Customize AO1 Antibody

Description

Anti-A1 Antibodies in Blood Group Systems

Anti-A1 antibodies are naturally occurring or immune-generated immunoglobulins targeting the A1 antigen of the ABO blood group system. These antibodies are clinically significant in transfusion medicine:

Parameter	Details
Prevalence	Found in 1–8% of A2 and A2B blood group individuals .
Thermal Reactivity	Reactivity observed at 4°C (cold agglutinin) and 37°C (clinically significant hemolysis) .
Clinical Impact	May cause hemolytic transfusion reactions or hemolytic disease of the newborn .

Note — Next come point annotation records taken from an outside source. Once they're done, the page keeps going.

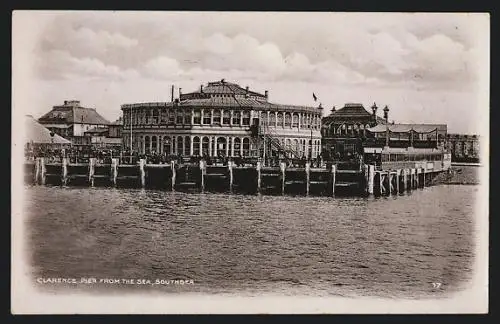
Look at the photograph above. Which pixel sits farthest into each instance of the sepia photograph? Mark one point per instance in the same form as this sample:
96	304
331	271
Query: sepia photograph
171	162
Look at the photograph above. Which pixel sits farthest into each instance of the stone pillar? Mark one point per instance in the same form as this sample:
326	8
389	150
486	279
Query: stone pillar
258	175
172	168
91	170
230	167
334	178
114	170
142	164
283	173
64	175
203	171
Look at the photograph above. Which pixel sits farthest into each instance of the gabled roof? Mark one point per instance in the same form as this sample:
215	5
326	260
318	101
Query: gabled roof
223	87
37	133
351	110
405	128
71	114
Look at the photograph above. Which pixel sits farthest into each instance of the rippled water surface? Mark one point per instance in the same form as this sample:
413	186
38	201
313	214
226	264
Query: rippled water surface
389	247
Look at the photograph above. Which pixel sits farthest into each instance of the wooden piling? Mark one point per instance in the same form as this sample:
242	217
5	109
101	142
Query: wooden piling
43	171
37	170
230	167
174	174
142	164
114	170
258	175
203	171
308	175
398	179
91	171
283	173
64	169
371	178
334	176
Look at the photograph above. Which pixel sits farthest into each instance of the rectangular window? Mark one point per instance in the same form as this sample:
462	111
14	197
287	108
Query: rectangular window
226	117
197	117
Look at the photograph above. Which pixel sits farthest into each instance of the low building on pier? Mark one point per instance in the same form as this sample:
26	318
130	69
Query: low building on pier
222	119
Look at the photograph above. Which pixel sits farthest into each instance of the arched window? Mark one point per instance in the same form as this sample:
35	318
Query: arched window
156	115
187	117
217	115
180	145
237	146
272	119
205	144
207	117
288	120
196	146
187	146
295	120
226	117
154	144
146	144
180	117
236	117
246	118
197	117
280	119
167	145
246	146
221	146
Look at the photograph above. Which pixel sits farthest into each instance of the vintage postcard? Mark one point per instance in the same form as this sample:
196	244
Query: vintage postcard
249	162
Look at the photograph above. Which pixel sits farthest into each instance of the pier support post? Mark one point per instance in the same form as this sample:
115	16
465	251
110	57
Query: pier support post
230	167
64	175
258	175
371	178
91	171
398	180
114	170
142	172
203	171
37	170
334	177
283	173
308	174
174	174
43	171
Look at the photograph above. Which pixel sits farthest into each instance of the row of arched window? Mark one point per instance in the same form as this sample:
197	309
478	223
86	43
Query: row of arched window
218	117
215	145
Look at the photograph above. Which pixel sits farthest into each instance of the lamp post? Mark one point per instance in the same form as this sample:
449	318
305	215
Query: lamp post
386	117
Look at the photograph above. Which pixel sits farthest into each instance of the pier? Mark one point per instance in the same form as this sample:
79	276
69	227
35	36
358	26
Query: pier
234	178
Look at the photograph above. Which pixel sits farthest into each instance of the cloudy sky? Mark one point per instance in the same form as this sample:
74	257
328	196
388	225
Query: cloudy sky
426	67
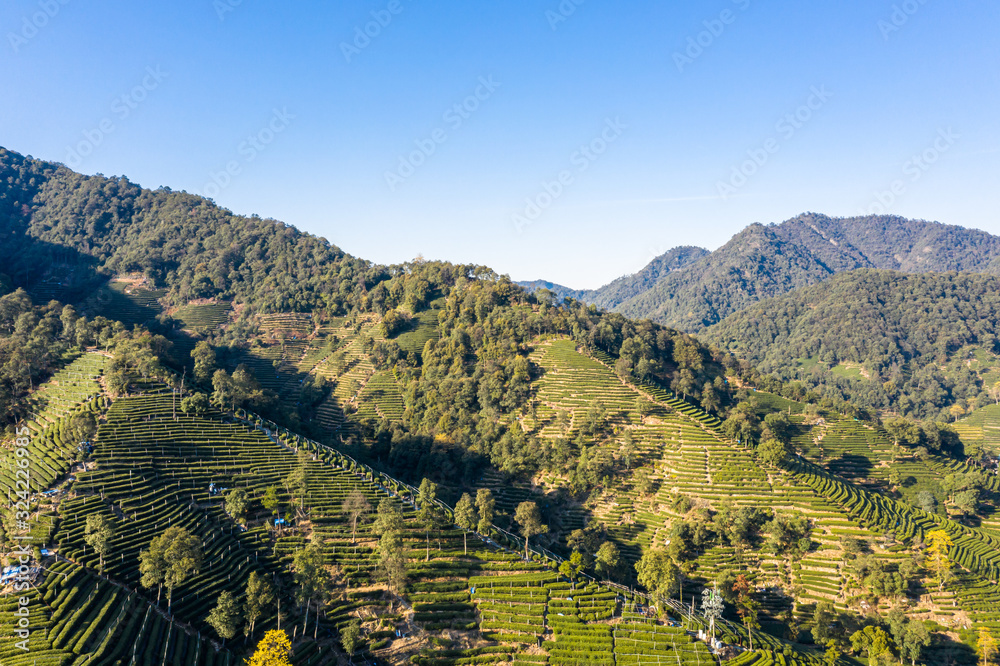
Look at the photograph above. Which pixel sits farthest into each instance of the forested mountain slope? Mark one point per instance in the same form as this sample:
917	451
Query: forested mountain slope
765	261
640	455
923	344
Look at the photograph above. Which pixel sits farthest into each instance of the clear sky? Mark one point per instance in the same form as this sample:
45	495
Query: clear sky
588	137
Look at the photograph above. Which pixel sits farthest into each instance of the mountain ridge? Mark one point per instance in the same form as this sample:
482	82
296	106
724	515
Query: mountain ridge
763	261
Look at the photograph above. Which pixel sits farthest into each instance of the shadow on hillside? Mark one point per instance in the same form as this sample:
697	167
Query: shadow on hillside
851	466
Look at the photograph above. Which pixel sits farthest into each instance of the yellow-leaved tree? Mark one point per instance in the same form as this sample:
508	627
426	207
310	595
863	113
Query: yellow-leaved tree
986	646
938	547
272	650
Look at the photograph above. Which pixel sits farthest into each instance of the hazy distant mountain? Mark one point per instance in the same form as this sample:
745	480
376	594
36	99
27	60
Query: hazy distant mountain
765	261
627	286
611	295
917	343
557	289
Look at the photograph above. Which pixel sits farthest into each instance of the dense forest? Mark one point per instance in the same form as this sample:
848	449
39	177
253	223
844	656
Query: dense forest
349	429
925	345
765	261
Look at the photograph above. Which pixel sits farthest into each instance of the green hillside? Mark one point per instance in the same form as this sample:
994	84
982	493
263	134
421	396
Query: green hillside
923	345
248	393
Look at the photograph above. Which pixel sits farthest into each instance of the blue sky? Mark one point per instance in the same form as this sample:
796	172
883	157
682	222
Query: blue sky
587	139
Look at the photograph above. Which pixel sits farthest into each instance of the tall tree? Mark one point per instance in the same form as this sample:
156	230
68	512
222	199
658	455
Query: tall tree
311	579
98	535
658	574
986	645
712	607
607	560
486	506
426	496
355	505
529	518
297	481
746	606
203	356
350	637
225	617
391	558
170	559
259	597
466	518
270	500
938	548
237	501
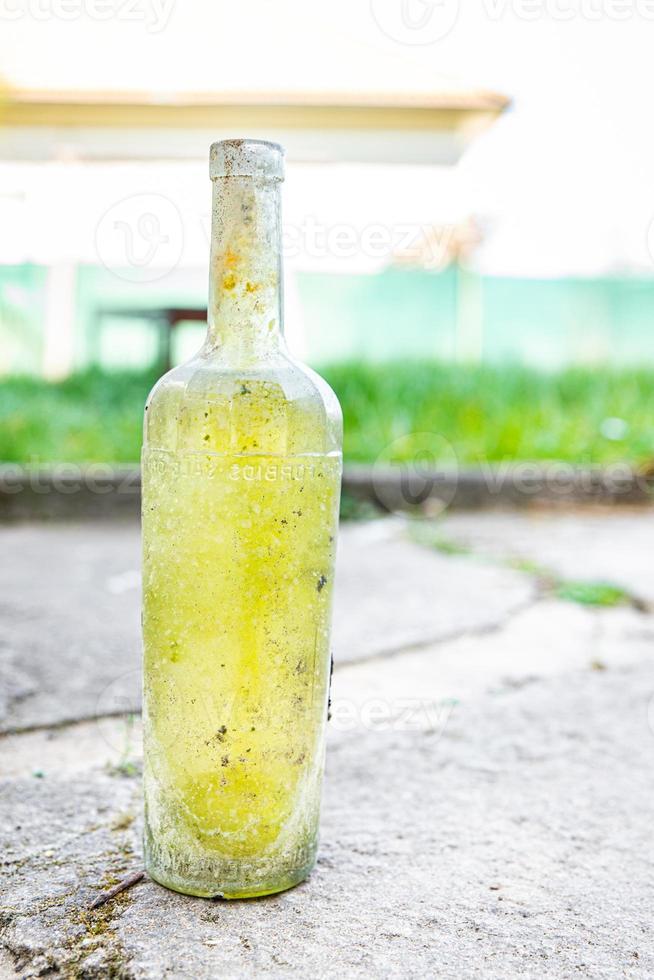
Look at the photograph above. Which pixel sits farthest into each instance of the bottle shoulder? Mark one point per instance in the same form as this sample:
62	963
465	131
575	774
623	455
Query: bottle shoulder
274	405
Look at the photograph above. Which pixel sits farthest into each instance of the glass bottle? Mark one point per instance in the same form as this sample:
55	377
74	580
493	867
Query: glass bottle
241	484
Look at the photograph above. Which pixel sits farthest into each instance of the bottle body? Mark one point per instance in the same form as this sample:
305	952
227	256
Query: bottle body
241	484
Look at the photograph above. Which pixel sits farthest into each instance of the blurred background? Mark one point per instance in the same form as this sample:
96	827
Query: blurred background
468	208
469	261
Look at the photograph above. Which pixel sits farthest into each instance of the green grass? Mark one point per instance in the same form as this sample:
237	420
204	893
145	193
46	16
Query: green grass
419	410
592	593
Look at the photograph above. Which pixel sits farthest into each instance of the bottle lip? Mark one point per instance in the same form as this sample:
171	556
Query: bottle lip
246	158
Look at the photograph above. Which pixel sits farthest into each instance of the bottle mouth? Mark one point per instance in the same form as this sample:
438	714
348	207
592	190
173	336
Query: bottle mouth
246	158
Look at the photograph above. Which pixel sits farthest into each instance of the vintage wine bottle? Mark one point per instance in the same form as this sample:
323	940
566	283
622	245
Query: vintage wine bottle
241	484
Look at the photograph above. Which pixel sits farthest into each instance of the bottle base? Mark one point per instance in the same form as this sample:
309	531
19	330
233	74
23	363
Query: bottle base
229	891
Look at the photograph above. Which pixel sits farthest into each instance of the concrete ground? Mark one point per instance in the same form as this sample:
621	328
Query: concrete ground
490	778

HLA-A1-Targeted Antibodies in Autoimmunity

HLA-A1, a human leukocyte antigen serotype, is associated with autoimmune diseases. While no therapeutic antibodies directly target HLA-A1, its linkage to conditions like type 1 diabetes and lymphoma suggests potential therapeutic avenues:

Pathogenic Role: HLA-A1 is part of the AH8.1 haplotype linked to accelerated HIV progression and autoimmune disorders .
Therapeutic Gaps: Current research focuses on modulating HLA-A1-associated immune responses via indirect mechanisms (e.g., checkpoint inhibitors) rather than direct antibody targeting .

AOC 1001: Antibody-Oligonucleotide Conjugate

AOC 1001 (MARINA trial) is an investigational therapy combining a transferrin receptor 1 (TfR1)-targeted antibody with a siRNA oligonucleotide for myotonic dystrophy type 1 (DM1):

Key Clinical Findings (Phase 1/2)

Parameter	4 mg/kg Cohort (n=13)	Placebo (n=10)
Myotonia Improvement	45% reduction in hand-opening time (p<0.05)	No significant change
Muscle Strength (QMT)	12% increase in composite score	2% decline
Adverse Events	77% related to treatment (mild/moderate)	20% related

Mechanism of Action

Antibody Component: Humanized IgG1 targeting TfR1 for muscle-specific delivery .
Oligonucleotide Payload: siRNA degrading mutant DMPK mRNA, reducing toxic RNA foci .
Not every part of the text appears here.